If it works out I will dedicate a new section of my blog to this topic.
13 years ago
Imagine building a house, filling the walls with growth medium (straw? agar?) setting some spores free and turning up the humidity. Plus, I am sure there are applications for mycellial chiton in making armor, structures, etc. but that may take genetic alteration of the mushroom species so that they produce mycellium with the correct characteristics. Oh and I totally brought this thread back from the dead.
13 years ago
I live in the desert but since the bale of straw will be wet anyway I think I can rely on shade, the thermal mass of the concrete container, and evaporative cooling to keep them cool enough. I think the reason that they use cyanscens in "mycellium running" might be because bioremediation is a good excuse for growing hundreds of pounds of psychedelic mushrooms on your property. At least half the photos in that book are psychedelic species.

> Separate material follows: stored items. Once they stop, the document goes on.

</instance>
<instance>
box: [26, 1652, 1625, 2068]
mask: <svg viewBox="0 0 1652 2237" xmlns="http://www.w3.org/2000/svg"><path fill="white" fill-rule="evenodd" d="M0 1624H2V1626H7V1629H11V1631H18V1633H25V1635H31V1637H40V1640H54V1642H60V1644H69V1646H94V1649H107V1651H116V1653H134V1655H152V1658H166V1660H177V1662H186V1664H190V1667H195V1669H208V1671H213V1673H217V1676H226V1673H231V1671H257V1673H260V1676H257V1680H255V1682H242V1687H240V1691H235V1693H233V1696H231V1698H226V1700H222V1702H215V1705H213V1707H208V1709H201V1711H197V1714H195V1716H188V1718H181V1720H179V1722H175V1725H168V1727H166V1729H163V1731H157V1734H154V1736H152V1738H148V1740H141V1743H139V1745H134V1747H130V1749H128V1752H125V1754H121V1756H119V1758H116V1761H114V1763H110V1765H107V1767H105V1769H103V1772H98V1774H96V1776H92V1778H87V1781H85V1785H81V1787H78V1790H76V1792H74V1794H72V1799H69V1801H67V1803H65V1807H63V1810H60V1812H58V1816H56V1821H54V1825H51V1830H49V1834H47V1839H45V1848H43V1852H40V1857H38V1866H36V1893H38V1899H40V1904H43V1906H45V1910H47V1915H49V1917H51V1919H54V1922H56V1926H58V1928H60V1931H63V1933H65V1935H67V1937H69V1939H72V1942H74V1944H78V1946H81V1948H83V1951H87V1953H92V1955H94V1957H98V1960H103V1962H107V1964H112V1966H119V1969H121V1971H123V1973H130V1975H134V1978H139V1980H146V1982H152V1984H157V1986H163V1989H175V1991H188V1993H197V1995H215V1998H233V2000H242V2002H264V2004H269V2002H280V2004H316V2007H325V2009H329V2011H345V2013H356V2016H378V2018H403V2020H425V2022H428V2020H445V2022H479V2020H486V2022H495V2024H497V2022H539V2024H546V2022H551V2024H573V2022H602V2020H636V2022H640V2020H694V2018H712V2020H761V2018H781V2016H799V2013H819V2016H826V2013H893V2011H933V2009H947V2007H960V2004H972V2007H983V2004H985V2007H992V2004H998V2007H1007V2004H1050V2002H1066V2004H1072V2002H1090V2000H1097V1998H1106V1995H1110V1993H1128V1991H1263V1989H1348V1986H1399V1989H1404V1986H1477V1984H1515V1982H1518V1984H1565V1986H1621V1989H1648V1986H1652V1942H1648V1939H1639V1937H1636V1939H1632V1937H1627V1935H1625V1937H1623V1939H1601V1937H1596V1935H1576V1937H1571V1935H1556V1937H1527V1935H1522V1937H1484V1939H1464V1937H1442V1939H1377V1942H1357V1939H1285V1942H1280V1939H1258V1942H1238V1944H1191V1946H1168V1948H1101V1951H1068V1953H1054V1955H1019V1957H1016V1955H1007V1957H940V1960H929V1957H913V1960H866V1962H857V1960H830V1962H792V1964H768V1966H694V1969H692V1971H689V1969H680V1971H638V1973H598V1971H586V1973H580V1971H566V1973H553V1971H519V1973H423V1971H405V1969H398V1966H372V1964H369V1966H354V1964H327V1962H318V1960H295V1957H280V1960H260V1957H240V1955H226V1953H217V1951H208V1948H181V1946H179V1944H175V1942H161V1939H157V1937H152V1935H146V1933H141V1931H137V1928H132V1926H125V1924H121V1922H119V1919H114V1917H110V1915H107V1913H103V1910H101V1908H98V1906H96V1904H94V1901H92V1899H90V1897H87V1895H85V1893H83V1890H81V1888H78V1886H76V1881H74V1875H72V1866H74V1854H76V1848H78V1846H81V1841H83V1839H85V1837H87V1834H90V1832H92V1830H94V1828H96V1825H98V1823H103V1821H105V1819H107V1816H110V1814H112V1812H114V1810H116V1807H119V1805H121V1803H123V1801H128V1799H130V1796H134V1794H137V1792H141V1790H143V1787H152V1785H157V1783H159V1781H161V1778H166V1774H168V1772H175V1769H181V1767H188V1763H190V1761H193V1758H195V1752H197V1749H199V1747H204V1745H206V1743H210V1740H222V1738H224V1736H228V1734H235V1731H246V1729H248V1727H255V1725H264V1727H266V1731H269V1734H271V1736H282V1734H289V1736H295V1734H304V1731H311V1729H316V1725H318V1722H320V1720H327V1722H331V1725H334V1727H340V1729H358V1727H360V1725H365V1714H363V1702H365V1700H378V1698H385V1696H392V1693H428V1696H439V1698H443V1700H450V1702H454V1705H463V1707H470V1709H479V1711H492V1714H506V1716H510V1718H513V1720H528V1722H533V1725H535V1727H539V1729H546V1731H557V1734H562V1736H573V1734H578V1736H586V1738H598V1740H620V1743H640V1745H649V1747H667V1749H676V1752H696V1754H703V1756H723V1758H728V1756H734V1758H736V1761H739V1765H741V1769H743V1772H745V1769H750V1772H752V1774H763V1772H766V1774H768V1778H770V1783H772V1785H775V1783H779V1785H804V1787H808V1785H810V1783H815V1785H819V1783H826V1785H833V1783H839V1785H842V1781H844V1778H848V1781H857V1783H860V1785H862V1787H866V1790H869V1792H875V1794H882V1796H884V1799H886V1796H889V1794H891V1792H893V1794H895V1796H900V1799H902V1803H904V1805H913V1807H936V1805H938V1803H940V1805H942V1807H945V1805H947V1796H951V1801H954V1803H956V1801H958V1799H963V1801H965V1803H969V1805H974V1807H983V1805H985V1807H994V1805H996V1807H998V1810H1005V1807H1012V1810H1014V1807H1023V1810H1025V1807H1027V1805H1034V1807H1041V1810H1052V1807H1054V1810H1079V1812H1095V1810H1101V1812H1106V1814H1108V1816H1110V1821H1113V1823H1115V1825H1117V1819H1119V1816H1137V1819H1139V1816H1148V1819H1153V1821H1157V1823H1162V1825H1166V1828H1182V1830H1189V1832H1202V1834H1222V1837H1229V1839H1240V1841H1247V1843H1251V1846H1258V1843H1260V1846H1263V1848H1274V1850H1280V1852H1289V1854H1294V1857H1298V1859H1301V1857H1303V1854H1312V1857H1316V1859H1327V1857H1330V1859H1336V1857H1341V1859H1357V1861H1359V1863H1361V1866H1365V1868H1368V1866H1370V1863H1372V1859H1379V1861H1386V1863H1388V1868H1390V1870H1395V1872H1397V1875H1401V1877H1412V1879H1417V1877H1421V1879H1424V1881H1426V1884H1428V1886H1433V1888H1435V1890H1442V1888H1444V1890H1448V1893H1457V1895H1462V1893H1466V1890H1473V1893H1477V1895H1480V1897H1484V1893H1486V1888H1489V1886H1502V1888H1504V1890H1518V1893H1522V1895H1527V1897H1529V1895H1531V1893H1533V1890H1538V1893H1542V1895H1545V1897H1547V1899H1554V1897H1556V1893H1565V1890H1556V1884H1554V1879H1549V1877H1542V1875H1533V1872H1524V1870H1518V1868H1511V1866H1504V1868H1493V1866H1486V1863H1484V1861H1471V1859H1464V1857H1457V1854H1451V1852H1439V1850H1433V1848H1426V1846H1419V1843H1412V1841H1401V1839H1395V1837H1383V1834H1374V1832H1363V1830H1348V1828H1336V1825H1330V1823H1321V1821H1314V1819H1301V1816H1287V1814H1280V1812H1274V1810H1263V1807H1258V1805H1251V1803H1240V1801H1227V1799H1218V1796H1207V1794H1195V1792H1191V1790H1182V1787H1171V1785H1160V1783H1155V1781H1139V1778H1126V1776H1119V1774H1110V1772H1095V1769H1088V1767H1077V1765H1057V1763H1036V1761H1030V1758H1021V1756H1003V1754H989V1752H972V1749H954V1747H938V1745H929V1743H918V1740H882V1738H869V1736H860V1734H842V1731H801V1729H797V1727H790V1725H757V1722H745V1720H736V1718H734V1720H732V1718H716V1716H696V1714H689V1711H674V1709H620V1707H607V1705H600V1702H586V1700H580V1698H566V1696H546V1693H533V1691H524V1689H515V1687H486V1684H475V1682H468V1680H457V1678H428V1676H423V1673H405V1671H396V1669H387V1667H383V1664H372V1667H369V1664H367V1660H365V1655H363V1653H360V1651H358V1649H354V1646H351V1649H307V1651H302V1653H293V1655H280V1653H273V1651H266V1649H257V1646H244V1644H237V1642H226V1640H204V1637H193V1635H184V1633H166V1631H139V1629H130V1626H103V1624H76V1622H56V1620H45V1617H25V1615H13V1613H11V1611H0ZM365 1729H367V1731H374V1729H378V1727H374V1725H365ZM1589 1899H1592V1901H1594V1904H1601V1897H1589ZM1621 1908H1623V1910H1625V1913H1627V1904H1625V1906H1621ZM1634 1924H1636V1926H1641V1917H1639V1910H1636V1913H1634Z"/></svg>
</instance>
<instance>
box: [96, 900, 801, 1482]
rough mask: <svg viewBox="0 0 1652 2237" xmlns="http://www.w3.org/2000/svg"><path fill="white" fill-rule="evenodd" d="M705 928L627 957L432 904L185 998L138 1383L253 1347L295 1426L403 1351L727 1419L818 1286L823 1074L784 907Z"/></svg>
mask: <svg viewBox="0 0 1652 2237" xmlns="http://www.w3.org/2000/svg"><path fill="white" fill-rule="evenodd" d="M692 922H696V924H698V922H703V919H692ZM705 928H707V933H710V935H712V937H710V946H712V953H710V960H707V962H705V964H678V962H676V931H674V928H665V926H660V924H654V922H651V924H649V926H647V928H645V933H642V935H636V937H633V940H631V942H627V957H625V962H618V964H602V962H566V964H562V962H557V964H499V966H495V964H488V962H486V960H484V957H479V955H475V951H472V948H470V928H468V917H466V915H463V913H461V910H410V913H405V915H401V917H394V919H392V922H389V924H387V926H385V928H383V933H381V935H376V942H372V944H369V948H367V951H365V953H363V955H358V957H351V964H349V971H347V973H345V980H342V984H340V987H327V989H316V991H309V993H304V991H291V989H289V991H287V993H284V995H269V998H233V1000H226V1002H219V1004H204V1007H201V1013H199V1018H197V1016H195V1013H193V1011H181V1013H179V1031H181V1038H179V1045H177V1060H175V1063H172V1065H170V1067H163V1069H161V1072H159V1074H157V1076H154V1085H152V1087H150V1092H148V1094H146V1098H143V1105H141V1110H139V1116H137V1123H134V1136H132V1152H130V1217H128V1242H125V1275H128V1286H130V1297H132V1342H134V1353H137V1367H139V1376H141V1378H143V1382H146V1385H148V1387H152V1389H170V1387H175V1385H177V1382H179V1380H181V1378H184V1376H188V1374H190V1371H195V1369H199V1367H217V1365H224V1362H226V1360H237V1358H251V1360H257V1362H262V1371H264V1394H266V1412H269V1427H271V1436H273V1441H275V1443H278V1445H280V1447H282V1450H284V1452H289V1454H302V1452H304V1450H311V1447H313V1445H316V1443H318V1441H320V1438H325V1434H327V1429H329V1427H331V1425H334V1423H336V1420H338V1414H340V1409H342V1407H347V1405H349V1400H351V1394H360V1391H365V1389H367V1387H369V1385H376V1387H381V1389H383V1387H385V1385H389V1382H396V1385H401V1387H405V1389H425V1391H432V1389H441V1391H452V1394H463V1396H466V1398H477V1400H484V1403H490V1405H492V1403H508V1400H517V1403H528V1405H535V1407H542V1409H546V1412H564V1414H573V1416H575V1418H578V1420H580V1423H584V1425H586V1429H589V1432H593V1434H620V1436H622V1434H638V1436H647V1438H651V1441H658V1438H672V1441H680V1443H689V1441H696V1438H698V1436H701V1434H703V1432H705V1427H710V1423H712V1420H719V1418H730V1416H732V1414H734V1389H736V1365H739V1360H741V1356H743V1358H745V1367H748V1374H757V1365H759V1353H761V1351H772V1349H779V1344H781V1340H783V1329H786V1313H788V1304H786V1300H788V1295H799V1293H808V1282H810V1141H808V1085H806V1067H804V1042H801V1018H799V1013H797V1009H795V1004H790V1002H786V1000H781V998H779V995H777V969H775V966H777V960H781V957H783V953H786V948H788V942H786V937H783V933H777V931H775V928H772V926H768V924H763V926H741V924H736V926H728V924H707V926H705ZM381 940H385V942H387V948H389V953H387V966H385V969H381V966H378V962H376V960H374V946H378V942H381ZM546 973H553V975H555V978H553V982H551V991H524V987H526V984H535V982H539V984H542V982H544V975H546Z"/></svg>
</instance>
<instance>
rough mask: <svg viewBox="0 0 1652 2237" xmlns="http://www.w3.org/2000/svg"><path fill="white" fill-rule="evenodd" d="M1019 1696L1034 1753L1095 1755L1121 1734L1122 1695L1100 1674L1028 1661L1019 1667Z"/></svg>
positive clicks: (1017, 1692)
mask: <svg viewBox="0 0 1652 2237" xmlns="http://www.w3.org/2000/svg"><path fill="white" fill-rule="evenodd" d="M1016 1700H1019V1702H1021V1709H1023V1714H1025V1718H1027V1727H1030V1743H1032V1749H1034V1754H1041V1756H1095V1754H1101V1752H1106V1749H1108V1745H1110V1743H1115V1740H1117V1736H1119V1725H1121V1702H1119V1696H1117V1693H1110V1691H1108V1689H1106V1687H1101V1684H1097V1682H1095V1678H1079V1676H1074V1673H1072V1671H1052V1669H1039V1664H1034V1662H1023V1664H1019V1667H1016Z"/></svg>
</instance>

Do oysters grow in soil or do they just colonize trees and stuff in nature? I would think that for filtration purposes a mushroom that colonizes soil would be best because they are adapted to filtering water which percolates through the soil, whereas a mushroom growing specifically on dead organic material probably would not be so adapted.
13 years ago
After reading "Mycellium Running" I want to use a mycellial filter to help clean my greywater before it goes back into the ground. The author of that book uses a species native to his area, psylocybe cyanscens, for almost all of his mycellial filters. I am not sure if that species would survive in my area, or why he used that particular one. I am basicly going to do the same thing as him, just put a bale of straw innoculated w/ the mushroom of my choice is a concrete box which my greywater flows through, forcing the water to flow through the bale, not just around it. According to him, this filter almost completely purefied the water including almost all the heavy metals and all the microbes. Does anyone know which other species are good for this? Does anyone know where I can get a p. cyanscens culture?
13 years ago
I have been considering building a cinva ram, I bet it would make great "rammed cement" tiles. I know that concrete is not as sustainable as wood or ceramic but ceramic is too expensive for me and fire danger is of prime concern where I live so a wood shingled roof is pretty much a death wish, especially when you heat your house with wood (I do).
13 years ago
Make sure to leave yourself the option to vent the stove into the greenhouse. C02 supplementation can double yield depending on the crop and other conditions. I hope this post was not too old.